The companies dropped their pursuit when they discovered that purchasing Storer would depress their earnings, making a takeover "undoable," Chairman Peter Storer said yesterday.
Peter Storer, who is in the midst of leading the fight against a dissident shareholder group that wants to liquidate the company, indicated yesterday that he would consider friendly takeover offers although he prefers to continue operating the company under current ownership and management.
Storer owns television stations in Boston, Detroit, Cleveland, Atlanta, Milwaukee, San Diego and Toledo, Ohio, and cable television systems that serve more than 1.5 million people in 18 states. The company lost a total of $56.4 million in the last two years but is expected to make a profit in 1985.
Storer is battling "The Committee for Full Value of Storer Communications," the dissident shareholder group that owns 5.3 percent of the company. The group has mailed a letter to Storer's stockholders soliciting support for its plan to liquidate the company by selling its assets, a strategy the group claims would give each stockholder $90 to $100 a share, a significant premium over the stock market price, which closed yesterday at 73 1/2, down 1/2.

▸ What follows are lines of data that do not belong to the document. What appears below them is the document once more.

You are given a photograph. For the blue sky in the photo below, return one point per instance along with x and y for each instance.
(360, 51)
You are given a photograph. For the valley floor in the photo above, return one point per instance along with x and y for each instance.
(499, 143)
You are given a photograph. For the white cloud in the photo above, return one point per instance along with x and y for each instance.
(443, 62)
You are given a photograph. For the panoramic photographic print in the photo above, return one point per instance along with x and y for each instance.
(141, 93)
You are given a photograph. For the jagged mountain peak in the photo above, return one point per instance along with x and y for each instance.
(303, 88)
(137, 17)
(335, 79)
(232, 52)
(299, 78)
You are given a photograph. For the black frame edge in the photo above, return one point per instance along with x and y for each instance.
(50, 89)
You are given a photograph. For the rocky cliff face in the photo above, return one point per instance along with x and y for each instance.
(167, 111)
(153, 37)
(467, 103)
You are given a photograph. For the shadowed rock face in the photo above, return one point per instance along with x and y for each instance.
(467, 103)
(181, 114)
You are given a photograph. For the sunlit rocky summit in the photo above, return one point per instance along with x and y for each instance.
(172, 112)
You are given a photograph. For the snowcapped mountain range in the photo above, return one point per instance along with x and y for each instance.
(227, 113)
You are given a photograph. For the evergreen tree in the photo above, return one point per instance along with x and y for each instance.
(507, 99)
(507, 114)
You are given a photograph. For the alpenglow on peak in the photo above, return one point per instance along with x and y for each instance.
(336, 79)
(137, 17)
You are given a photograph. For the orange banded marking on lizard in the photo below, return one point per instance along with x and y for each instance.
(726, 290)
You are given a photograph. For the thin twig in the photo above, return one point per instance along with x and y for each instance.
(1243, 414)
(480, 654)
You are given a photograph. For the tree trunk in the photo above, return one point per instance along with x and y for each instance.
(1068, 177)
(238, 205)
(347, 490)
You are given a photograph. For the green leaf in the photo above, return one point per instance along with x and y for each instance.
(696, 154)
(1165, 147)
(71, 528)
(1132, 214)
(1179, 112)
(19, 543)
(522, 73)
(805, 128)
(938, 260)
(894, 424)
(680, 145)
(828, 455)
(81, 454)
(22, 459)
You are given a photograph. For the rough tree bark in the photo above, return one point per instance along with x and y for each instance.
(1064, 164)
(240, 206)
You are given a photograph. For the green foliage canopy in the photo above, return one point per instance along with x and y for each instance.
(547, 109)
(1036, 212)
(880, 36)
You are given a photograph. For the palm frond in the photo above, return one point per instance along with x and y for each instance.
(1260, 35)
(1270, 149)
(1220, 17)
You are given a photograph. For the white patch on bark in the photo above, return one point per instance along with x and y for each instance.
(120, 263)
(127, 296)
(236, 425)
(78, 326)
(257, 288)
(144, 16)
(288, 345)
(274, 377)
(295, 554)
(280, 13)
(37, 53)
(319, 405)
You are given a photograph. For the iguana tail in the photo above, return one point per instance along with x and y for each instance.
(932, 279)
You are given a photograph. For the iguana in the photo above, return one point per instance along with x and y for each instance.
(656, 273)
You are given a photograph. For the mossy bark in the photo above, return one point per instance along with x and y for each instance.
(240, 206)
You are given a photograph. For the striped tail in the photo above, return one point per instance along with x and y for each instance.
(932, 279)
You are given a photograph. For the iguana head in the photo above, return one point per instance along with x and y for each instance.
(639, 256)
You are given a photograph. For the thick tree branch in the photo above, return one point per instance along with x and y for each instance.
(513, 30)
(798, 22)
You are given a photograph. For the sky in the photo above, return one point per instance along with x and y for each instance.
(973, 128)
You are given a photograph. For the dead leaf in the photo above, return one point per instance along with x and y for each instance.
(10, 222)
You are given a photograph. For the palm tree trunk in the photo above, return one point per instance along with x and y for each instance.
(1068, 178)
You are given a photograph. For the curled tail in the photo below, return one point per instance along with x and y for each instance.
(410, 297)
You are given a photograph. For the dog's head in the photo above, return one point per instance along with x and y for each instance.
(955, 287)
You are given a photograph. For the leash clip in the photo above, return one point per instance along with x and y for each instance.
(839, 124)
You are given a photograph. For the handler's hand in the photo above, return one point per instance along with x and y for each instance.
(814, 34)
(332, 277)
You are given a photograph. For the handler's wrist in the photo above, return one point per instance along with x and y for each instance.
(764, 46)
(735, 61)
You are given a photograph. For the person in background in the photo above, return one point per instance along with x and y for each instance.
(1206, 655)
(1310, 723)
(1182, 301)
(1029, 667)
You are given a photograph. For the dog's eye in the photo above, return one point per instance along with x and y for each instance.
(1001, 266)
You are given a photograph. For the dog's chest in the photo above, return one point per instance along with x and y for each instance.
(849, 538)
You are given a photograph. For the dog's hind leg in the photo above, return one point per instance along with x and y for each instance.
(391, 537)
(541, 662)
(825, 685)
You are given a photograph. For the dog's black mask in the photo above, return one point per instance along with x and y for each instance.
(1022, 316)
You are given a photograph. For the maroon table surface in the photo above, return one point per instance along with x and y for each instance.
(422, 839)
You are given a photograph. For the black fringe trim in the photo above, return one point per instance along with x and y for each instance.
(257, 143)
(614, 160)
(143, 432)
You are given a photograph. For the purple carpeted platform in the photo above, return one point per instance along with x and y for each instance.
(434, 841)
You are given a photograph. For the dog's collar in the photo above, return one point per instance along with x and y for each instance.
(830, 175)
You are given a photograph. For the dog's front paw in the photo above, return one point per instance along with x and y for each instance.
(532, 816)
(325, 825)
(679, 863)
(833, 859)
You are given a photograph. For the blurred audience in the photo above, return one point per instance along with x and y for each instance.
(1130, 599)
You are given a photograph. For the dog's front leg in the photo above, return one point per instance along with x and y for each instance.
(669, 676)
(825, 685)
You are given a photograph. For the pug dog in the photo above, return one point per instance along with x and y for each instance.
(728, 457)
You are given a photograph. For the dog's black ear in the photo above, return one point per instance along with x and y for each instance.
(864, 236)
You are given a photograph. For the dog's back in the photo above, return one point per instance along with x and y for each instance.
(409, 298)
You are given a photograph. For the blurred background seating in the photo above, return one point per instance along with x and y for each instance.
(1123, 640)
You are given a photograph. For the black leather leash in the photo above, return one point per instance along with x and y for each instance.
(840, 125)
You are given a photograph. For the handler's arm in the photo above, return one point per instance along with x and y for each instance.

Peter Storer sent a letter to stockholders yesterday attacking the dissident group's members and its plans. He said in the letter that the group's members, who are trying to get enough votes to take control of the company's board of directors at the May 7 annual meeting, have no experience in the broadcasting industry.
Storer also disputed the group's claim that it would be able to liquidate the company for $90 to $100 a share in less than one year. He said that tax rules and broadcast license transfer procedures would delay the sale of Storer's television stations in a liquidation, and that stockholders might receive "junk bonds," which are relatively risky, unrated securities, in exchange for some of their stock, rather than cash. He estimated that the after-tax proceeds to stockholders would be closer to $60 a share under the dissident group's plan, according to a wire service report.
Storer said the group's proposal is "ill-considered, inopportune and unrealistic." He said that, if current management is allowed to stay in charge, the company's stock could be worth about $200 a share by 1988 or 1989, because its debt will be reduced and cable television rates will be deregulated.
Storer also said that Donaldson, Lufkin & Jenrette, which provided the dissident group with the $90-to-$100 liquidation estimate, provided a "purportedly independent opinion." Storer suggested that DLJ's opinion was biased because of the way in which the investment firm is being compensated by the dissident shareholder group.
In a related matter in the broadcasting industry, Multimedia Inc., a South Carolina-based communications company, told the Associated Press yesterday that its directors will consider the $61-a-share buyout proposal the company received last week from Lorimar Productions.